We describe the occurrence of h-VISA phenotype in a case of IE caused by a strain belonging to an epidemic CA-MRSA clone, distinct from USA300, for the first time in Argentina. The isolate h-VISA (SaB2) was recovered from a patient with persistent bacteraemia after a 7-day therapy with vancomycin, which evolved to fatal case of IE complicated with brain abscesses. The initial isolate-(SaB1) was fully vancomycin susceptible (VSSA). Although MRSA SaB2 was vancomycin susceptible (≤2 μg/ml) by MIC (agar and broth dilution, E-test and VITEK 2), a slight increase of MIC values between SaB1 and SaB2 isolates was detected by the four MIC methods, particularly for teicoplanin. Moreover, Sab2 was classified as h-VISA by three different screening methods [MHA5T-screening agar, Macromethod-E-test-(MET) and by GRD E-test] and confirmed by population analysis profile-(PAP). In addition, a significant increase in cell-wall thickness was revealed for SaB2 by electron microscopy. Molecular typing showed that both strains, SaB1 and SaB2, belonged to ST5 lineage, carried SCCmecIV, lacked Panton-Valentine leukocidin-(PVL) genes and had indistinguishable PFGE patterns (subtype I2), thereby confirming their isogenic nature. In addition, they were clonally related to the epidemic CA-MRSA clone (pulsotype I) detected in our country.

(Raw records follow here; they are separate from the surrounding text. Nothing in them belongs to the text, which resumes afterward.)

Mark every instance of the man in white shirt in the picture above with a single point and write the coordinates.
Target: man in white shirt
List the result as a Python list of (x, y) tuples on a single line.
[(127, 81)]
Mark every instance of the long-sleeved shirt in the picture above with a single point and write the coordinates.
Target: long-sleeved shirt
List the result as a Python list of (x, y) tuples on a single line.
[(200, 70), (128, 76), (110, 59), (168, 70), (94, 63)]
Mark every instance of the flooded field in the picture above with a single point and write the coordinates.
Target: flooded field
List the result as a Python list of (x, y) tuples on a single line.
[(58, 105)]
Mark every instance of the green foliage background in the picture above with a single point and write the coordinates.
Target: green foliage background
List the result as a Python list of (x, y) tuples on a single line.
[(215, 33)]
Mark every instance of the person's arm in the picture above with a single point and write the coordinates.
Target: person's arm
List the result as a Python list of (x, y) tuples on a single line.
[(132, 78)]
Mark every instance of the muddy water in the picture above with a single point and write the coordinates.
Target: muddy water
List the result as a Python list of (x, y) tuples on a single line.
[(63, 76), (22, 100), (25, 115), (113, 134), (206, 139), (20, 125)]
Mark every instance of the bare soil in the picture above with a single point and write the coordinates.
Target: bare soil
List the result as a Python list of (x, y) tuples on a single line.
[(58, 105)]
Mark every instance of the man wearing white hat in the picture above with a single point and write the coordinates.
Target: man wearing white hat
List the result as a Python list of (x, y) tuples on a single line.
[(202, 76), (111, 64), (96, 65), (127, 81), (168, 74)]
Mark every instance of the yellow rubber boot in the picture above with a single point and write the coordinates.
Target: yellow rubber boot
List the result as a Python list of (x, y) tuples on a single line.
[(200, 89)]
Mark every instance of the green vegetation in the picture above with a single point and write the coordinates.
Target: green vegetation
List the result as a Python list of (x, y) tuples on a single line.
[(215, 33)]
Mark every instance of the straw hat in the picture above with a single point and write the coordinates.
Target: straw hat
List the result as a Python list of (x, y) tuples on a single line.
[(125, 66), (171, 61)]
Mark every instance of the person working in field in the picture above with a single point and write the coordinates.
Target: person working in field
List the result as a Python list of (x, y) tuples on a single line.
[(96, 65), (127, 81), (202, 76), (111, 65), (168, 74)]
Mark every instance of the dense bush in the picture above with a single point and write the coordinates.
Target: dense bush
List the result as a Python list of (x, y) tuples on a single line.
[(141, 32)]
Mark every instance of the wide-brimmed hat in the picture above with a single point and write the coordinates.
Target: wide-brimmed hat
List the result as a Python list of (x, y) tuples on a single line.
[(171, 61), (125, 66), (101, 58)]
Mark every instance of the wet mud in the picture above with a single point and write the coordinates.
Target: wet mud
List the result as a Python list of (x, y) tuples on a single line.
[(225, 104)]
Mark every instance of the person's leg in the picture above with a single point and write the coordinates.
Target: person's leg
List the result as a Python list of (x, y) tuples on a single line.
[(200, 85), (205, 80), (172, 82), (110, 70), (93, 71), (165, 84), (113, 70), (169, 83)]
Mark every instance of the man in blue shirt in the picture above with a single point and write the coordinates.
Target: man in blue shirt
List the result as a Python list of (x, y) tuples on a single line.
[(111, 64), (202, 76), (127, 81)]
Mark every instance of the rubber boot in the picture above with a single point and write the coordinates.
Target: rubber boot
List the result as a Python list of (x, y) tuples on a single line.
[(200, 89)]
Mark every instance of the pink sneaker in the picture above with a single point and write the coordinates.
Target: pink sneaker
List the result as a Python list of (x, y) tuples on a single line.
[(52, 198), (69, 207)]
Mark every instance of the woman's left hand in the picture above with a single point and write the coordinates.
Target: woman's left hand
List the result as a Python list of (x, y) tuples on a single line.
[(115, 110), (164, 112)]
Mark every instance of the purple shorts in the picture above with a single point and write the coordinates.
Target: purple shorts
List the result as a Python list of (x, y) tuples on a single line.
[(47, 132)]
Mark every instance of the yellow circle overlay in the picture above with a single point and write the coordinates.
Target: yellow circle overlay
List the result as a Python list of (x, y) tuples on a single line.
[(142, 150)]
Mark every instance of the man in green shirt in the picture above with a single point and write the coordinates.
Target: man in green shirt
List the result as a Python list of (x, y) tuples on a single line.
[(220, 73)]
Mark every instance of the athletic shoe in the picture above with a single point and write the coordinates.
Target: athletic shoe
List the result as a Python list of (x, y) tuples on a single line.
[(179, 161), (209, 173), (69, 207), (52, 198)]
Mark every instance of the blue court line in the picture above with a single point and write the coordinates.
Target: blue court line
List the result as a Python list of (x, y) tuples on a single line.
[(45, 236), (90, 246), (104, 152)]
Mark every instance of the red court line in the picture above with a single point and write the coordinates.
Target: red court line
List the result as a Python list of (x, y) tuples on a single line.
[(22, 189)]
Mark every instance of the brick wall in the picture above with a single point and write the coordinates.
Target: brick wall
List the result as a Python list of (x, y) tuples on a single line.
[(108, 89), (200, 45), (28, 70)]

This report demonstrates the ability of this epidemic CA-MRSA clone, disseminated in some regions of Argentina, to produce severe and rapidly fatal infections such as IE, in addition to its ability to acquire low-level vancomycin resistance; for these reasons, it constitutes a new challenge for the Healthcare System of this country.